Family members and confidants of retired Gen. Colin Powell tried Wednesday to slam the door shut on any possibility that he would agree, if asked, to be Sen. Bob Dole's running mate.
"If he didn't want the top job, why should anyone think he would want the second job when, in my opinion, he could have had it all," said his son, Michael Powell, a Washington lawyer. "Why would he want to play second-fiddle? He firmly believes he does not want to do this now."With Dole having all but numerically locked up the Republican presidential nomination, speculation has shifted to his choice of a running mate and how that choice will play with rival Patrick J. Buchanan and his supporters.
Buchanan has threatened a walkout at the Republican convention in San Diego in August if Dole selects Powell.
Dole raised the possibility of putting Powell on the ticket Tuesday night after sweeping seven primaries and winning enough delegates to all but assure him the nomination.
"This man (Powell) has been a soldier all his life, he's responded whenever his country needed him," Dole said. "And I believe if anybody went to Gen. Powell - you know, I may be totally wrong - and laid out the case . . . why it's necessary, that he would suit up again."
Some old political hands said that if Dole presses, Powell could resist only so long.

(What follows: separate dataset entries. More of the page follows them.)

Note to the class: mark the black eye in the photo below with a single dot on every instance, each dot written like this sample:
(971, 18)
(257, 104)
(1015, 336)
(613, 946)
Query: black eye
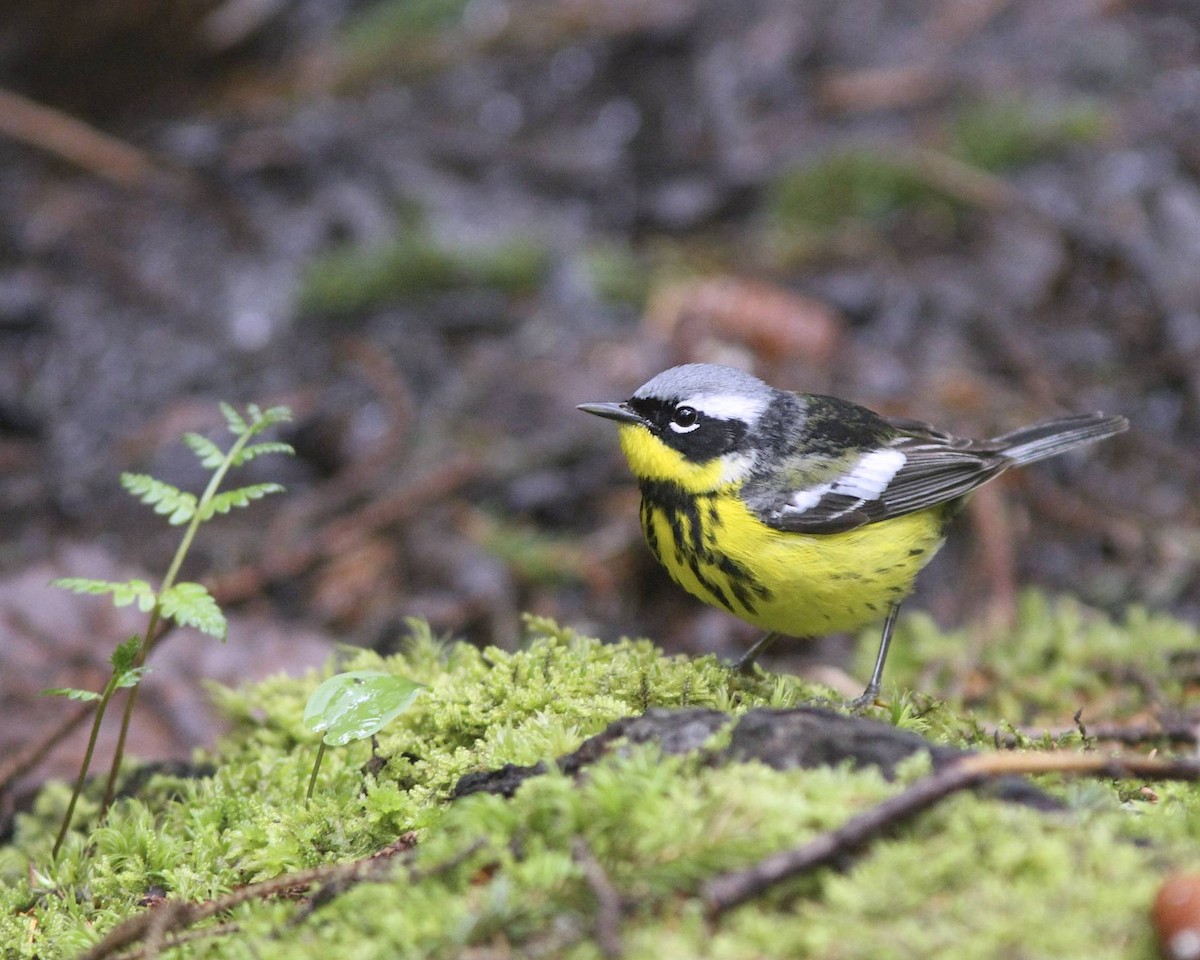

"The point will come when he can't say no because he is a man who responds to duty," said Mickey Edwards, a former Republican congressman from Oklahoma who teaches at Harvard University's Kennedy School of Government.
But sources close to the family said Wednesday that there was no compelling reason for Powell to run for vice president: A nonpartisan call to duty is one thing, a partisan call to suit up, quite another.
"I don't think it's sufficient to say for Republicans to fail to regain the White House - is a national disaster," one family friend said.
The source said that while Powell declared himself a Republican in November when he announced he would not run for president, his loyalty to the party hasn't had time to build up.
"What's in it for him? He doesn't need any money, he doesn't need any of them. They have nothing to give him, nothing to offer him. Any decision he makes is based on pure conviction," the source said.